Amid layoffs and cuts in student programs caused by a deep recession, a contract deal preserving teacher pay but eliminating cost-of-living increases is nearing approval by the teachers union and the Clark County School District.
If endorsed by negotiators and then the Clark County Education Association’s members and the School Board, which balked at early suggestions that the school districts reduce teacher pay, the agreement would extend the teachers’ contract one year.
The deal also calls for the school district to cover an increase in PERS retirement contributions, which would have affected teachers’ pocketbooks, teachers union Executive Director John Jasonek stated in making his announcement on the union’s Web site.

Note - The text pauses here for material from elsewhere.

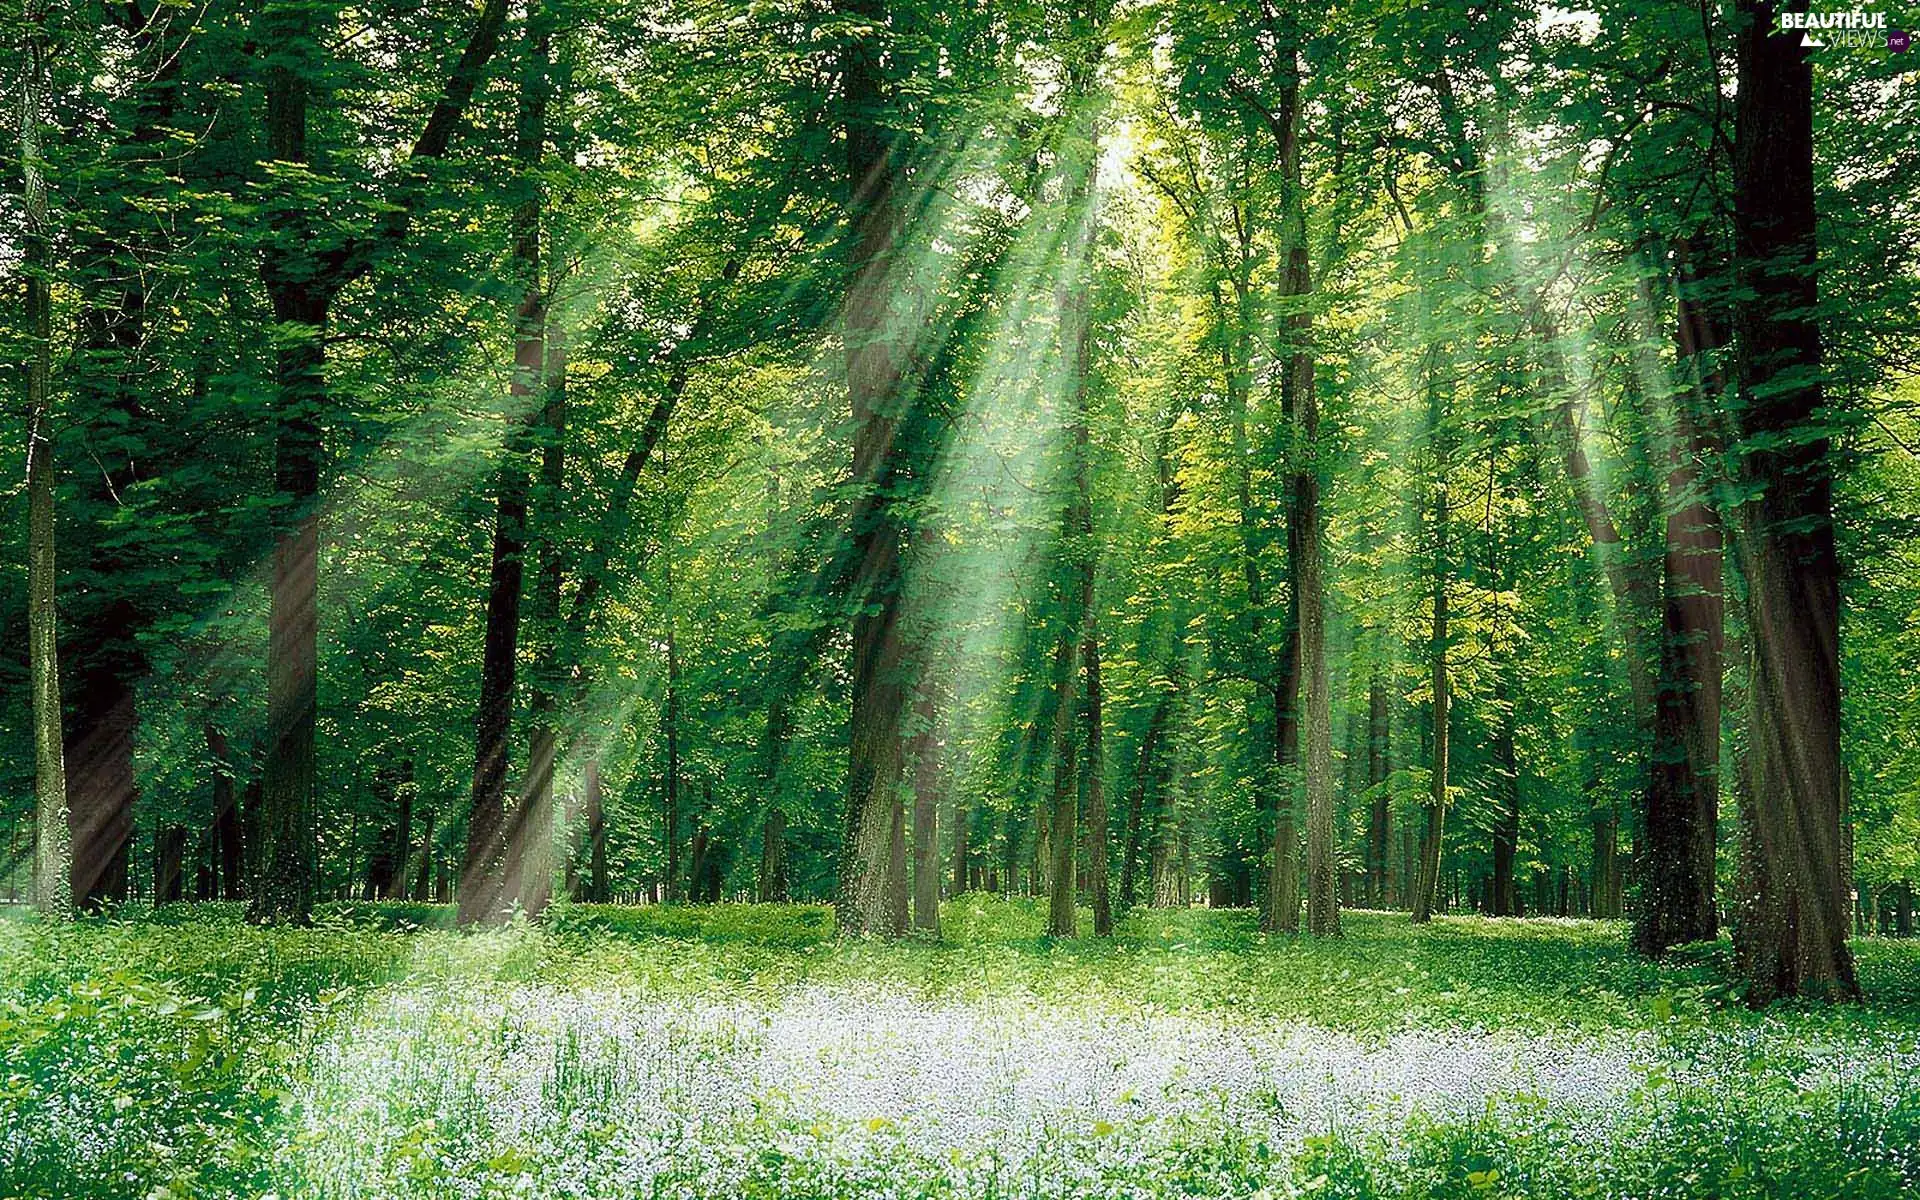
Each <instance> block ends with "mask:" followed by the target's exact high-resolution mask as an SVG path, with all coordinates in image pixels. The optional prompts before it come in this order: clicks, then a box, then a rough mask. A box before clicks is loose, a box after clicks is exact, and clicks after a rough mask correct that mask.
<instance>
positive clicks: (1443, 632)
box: [1411, 396, 1450, 924]
mask: <svg viewBox="0 0 1920 1200" xmlns="http://www.w3.org/2000/svg"><path fill="white" fill-rule="evenodd" d="M1428 426H1430V428H1432V430H1434V434H1432V436H1434V438H1442V432H1440V399H1438V396H1436V397H1434V401H1432V419H1430V422H1428ZM1434 474H1436V482H1434V495H1432V505H1434V511H1432V541H1434V561H1432V632H1430V637H1428V643H1427V645H1428V657H1430V660H1432V720H1434V732H1432V737H1434V745H1432V772H1430V774H1432V791H1430V795H1428V799H1427V829H1425V833H1423V835H1421V864H1419V877H1417V879H1415V883H1413V900H1411V906H1413V922H1415V924H1425V922H1428V920H1432V910H1434V899H1436V893H1438V887H1440V858H1442V841H1440V839H1442V833H1444V829H1446V804H1448V749H1450V747H1448V741H1450V739H1448V710H1450V695H1448V687H1450V680H1448V597H1446V589H1448V490H1446V451H1444V442H1442V444H1440V453H1438V455H1436V470H1434Z"/></svg>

Jasonek said the contract deal is quite an accomplishment “given that layoffs are occurring all around the state, even with many employees in the Clark County School District, and pay cuts (for) state workers.”
He acknowledged today that the deal comes with a price. Some classrooms might have to add more students.
“There will be a lot of places where people are hurt,” Jasonek said. “There’s suffering along the way.”
Because some details are still under negotiation, school district Superintendent Walt Rulffes declined to talk about any tentative agreement today, saying only that “we are close to a contract settlement with the teachers union.”
While the state’s education budget was based on a 4 percent salary decrease for teachers, discretion was left to Nevada’s 17 county school districts on how to manage the equivalent of a $192 million cut. Most of the districts’ funding comes through the state.
The Clark County School Board early on chose to use savings and cuts totaling $120 million in programs, staff and administrative expenses rather than ask for pay cuts.
School Board member Sheila Moulton said creating a budget has been a “painful process” this year, but said teachers are the “most important” factor in “determining success in the classroom.”
School Board President Terri Janison said community input guided the board on deciding the $120 million in cuts, which resulted in the elimination of 854 positions, early retirement incentives, permanent substitute teachers, school programs like block scheduling and some elective classes, such as theater arts and language arts, for next year.
Salaries account for 89 percent of the district’s budget. They were not going to be affected unless absolutely necessary, Janison said. “Fortunately, we didn’t reach that point,” she said.
Janison said “community support for teachers has been huge.”
“Teachers don’t make a lot of money,” she said.
The salary schedule ranges from $35,083 for beginning teachers to $70,060 for teachers with 14 years experience and advanced certification, including doctorate degrees.
Teachers get about 2 percent to 4 percent annual raises based on their qualifications and years of service. After teachers work 13 to 14 years, they are no longer eligible for longevity-based pay increases.
Jasonek estimated that 6,000 teachers are “topped out” as far as longevity pay raises, but most them are still getting some pay raises based on their degrees and certifications.
The school district employs 18,715 teachers or licensed personnel.
To afford next year’s $2.1 billion budget, the school district must dip into cash reserves and one-time savings from this year, which won’t “be there for 2011, and more cuts will be necessary,” Rulffes said.
Despite the economic hardship, Rulffes said he does not know of any school district in Nevada that is cutting teachers’ salaries for the 2009-10 school year.
Teacher union contracts are protected by “evergreen clauses” which keep current terms in place until a new deal is reached, making it difficult for school districts to force salary and benefit cuts.
William Roberts, the superintendent for the Nye County School District, said his school board would be subject to litigation if it tried to break a contractual agreement.
The Clark County School Board could ratify its union contract at its June 25 meeting. The teacher union members would probably vote on the one-year extension in August when teachers returned from summer vacation, Jasonek said.
Still, not all teachers are happy with the proposed deal.
Some employees using the patriotic names “Samuel Adams” and “George Patton” sent out a districtwide e-mail blasting the union for a salary-increase schedule that has been “frozen” because it doesn’t include a new cost-of-living increase. Teachers this year got 4 percent pay raises or COLAs, which were worth about $62 million.
The e-mail also said the teachers union has not been as aggressive as the Clark County firefighters’ union in fighting for more pay. Unlike many other public employee unions in Southern Nevada, the firefighters have not agreed to any contract concessions.
Andrea Awerbach, a special education teacher at Priest Elementary School, discredited the e-mail because the authors chose to remain anonymous.
Rather than worry about pay, Awerbach said she is mostly concerned about the working conditions for next year.
“How will the job get done? Will we be written up for too many ridiculous things? Will there be too many kids in the classroom?” she wondered.
Jasonek said he and school district officials must come to a final agreement on the proposal on Thursday.